A. Query the appropriate Amazon CloudWatch metric.
B. Use ipconfig or ifconfig command.
C. Query the local instance userdata.
D. Query the local instance metadata.
Answer: D
QUESTION 257
A corporate web application is deployed within an Amazon VPC, and is connected to the
corporate data center via IPSec VPN. The application must authenticate against the on-premise
LDAP server. Once authenticated, logged-in users can only access an S3 keyspace specific to
the user. Which two approaches can satisfy the objectives? Choose 2 answers
A. The application authenticates against LDAP. The application then calls the IAM Security
Service to login to IAM using the LDAP credentials. The application can use the IAM temporary
credentials to access the appropriate S3 bucket.
B. The application authenticates against LDAP, and retrieves the name of an IAM role associated
with the user. The application then calls the IAM Security Token Service to assume that IAM
Role. The application can use the temporary credentials to access the appropriate S3 bucket.
C. The application authenticates against IAM Security Token Service using the LDAP credentials.
The application uses those temporary AWS security credentials to access the appropriate S3
bucket.
D. Develop an identity broker which authenticates against LDAP, and then calls IAM Security
Token Service to get IAM federated user credentials. The application calls the identity broker to
get IAM federated user credentials with access to the appropriate S3 bucket.
E. Develop an identity broker which authenticates against IAM Security Token Service to assume
an IAM Role to get temporary AWS security credentials.

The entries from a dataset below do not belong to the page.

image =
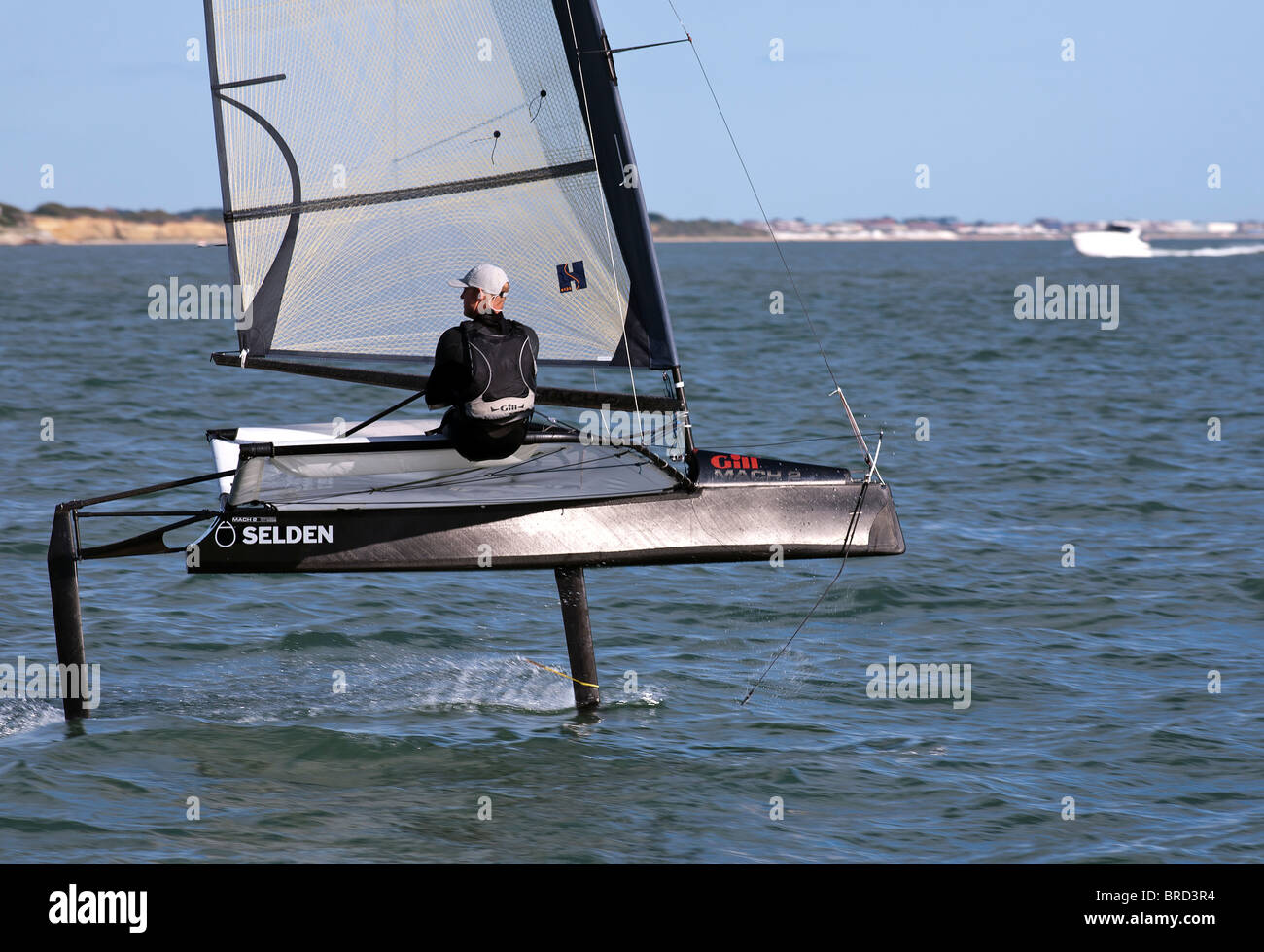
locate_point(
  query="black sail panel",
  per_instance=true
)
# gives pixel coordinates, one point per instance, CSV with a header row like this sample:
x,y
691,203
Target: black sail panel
x,y
648,339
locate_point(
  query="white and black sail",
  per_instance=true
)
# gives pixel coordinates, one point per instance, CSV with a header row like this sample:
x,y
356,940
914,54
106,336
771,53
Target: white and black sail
x,y
371,150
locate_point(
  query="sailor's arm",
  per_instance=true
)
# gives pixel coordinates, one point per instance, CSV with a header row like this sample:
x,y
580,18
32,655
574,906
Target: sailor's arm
x,y
447,377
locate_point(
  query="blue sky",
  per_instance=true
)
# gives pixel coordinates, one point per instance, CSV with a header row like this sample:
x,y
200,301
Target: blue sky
x,y
976,89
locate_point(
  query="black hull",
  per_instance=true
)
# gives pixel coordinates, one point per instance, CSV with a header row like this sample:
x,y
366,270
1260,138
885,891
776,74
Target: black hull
x,y
737,522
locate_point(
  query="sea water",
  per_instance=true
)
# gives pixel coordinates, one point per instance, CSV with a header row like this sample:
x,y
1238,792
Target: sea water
x,y
1081,506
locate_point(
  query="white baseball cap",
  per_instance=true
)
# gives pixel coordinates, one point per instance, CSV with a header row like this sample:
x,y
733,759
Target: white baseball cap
x,y
484,277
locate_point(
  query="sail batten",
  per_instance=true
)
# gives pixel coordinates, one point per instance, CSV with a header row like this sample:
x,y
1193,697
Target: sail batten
x,y
371,150
468,185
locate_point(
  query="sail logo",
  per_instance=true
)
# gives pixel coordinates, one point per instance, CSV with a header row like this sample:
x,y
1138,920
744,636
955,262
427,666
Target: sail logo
x,y
570,277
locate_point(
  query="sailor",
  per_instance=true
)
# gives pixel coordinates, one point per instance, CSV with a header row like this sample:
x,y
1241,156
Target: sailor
x,y
484,370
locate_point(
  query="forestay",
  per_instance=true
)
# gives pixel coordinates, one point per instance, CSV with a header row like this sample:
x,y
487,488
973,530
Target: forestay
x,y
371,150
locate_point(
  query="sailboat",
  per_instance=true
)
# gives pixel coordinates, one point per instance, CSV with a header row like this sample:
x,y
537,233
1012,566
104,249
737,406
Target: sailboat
x,y
368,153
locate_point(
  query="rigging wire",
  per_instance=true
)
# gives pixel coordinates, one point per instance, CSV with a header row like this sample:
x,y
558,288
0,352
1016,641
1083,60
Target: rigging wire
x,y
776,244
847,546
606,211
870,463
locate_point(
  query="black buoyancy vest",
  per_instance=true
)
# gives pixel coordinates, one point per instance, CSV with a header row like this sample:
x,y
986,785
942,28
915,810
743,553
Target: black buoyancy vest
x,y
502,371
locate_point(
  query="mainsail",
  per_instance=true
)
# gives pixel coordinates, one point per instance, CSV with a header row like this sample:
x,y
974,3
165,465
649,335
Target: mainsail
x,y
371,150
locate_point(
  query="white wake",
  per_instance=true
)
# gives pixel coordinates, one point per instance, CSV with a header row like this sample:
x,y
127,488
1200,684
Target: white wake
x,y
1208,252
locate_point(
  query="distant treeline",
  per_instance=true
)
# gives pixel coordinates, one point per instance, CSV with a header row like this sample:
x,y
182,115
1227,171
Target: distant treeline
x,y
662,227
12,216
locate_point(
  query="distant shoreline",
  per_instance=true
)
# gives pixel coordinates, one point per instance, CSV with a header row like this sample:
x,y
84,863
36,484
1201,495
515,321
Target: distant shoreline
x,y
58,226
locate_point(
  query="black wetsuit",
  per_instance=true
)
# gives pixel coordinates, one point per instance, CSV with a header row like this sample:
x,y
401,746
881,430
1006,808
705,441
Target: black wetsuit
x,y
485,370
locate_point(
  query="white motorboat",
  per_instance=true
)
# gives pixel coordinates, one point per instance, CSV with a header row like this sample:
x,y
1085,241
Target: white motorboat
x,y
1119,240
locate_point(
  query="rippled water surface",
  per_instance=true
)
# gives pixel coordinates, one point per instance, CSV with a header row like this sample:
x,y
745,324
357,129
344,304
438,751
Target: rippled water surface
x,y
1087,682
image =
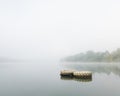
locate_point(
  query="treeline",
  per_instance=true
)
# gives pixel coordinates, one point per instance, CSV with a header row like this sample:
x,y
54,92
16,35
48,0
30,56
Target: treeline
x,y
91,56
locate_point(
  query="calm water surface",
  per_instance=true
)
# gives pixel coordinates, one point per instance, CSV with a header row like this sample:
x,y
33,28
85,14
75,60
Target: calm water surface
x,y
43,79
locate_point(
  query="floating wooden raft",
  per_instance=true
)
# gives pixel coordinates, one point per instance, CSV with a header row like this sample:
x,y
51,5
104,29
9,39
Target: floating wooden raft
x,y
82,74
78,74
66,73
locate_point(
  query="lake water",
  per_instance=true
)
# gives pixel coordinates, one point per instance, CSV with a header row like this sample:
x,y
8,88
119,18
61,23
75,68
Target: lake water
x,y
43,79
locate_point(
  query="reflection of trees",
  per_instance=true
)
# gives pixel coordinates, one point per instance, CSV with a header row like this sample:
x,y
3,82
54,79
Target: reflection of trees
x,y
96,67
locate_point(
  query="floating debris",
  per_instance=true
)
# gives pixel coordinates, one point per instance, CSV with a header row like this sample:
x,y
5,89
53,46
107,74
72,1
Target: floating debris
x,y
82,76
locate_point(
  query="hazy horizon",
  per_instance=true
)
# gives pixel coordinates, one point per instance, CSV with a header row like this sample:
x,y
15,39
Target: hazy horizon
x,y
49,28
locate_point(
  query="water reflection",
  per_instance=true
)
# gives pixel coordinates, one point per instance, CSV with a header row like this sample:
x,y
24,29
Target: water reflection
x,y
106,68
76,79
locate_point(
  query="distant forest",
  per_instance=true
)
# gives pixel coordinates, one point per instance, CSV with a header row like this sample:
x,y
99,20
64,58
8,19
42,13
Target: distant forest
x,y
91,56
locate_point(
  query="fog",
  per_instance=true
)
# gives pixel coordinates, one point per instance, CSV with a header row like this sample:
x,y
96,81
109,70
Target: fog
x,y
39,29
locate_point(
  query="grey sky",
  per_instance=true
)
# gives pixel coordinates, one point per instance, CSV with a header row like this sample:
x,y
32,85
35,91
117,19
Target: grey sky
x,y
49,28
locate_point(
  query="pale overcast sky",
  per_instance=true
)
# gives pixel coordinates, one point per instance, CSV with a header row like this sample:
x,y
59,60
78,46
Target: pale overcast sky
x,y
49,28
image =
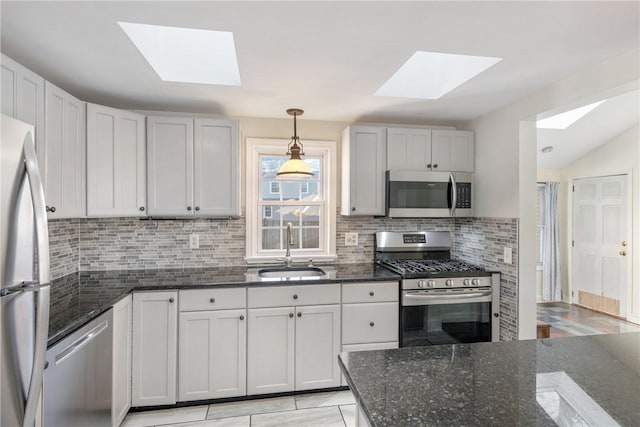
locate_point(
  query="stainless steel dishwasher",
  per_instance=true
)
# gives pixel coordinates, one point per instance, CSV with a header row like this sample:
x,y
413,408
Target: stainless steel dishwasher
x,y
77,380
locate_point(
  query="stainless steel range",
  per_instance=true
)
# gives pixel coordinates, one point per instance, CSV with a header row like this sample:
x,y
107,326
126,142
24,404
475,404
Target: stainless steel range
x,y
443,300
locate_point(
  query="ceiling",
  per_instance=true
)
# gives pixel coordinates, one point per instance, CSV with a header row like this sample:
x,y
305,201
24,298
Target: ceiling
x,y
328,58
607,121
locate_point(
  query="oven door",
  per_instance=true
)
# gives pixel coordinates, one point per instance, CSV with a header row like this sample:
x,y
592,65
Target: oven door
x,y
445,316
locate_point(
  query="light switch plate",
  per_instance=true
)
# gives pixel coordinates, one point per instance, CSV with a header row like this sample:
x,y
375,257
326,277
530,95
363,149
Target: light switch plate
x,y
351,239
508,255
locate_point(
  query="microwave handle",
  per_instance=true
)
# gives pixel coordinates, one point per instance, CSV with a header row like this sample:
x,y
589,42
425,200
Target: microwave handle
x,y
454,194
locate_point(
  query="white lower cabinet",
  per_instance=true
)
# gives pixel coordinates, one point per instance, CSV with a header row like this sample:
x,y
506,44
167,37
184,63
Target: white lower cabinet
x,y
121,391
213,354
155,319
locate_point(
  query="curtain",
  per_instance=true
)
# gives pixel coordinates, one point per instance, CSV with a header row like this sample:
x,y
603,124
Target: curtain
x,y
551,286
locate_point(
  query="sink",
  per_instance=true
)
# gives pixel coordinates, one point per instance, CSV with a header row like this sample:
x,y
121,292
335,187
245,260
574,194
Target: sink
x,y
291,273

The application calls the identity broker
to get AWS temporary security credentials with access to the appropriate S3 bucket.
Answer: BD
QUESTION 258
Which of these is not a Pseudo Parameter in AWS CloudFormation?
A. AWS::StackName
B. AWS::AccountId
C. AWS::StackArn
D. AWS::NotificationARNs
Answer: C
Explanation:
This is the complete list of Pseudo Parameters: AWS::AccountId, AWS::NotificationARNs,
AWS::NoValue, AWS::Region, AWS::StackId, AWS::StackName
http://docs.aws.amazon.com/AWSCloudFormation/latest/UserGuide/pseudo-parameterreference.html QUESTION 259
What is the scope of an EBS volume?
A. VPC
B. Region
C. Placement Group
D. Availability Zone
Answer: D
Explanation:
An Amazon EBS volume is tied to its Availability Zone and can be attached only to instances in
the same Availability Zone.
QUESTION 260
What is the scope of AWS IAM?
A. Global
B. Availability Zone
C. Region
D. Placement Group
Answer: A
Explanation:
IAM resources are all global; there is not regional constraint.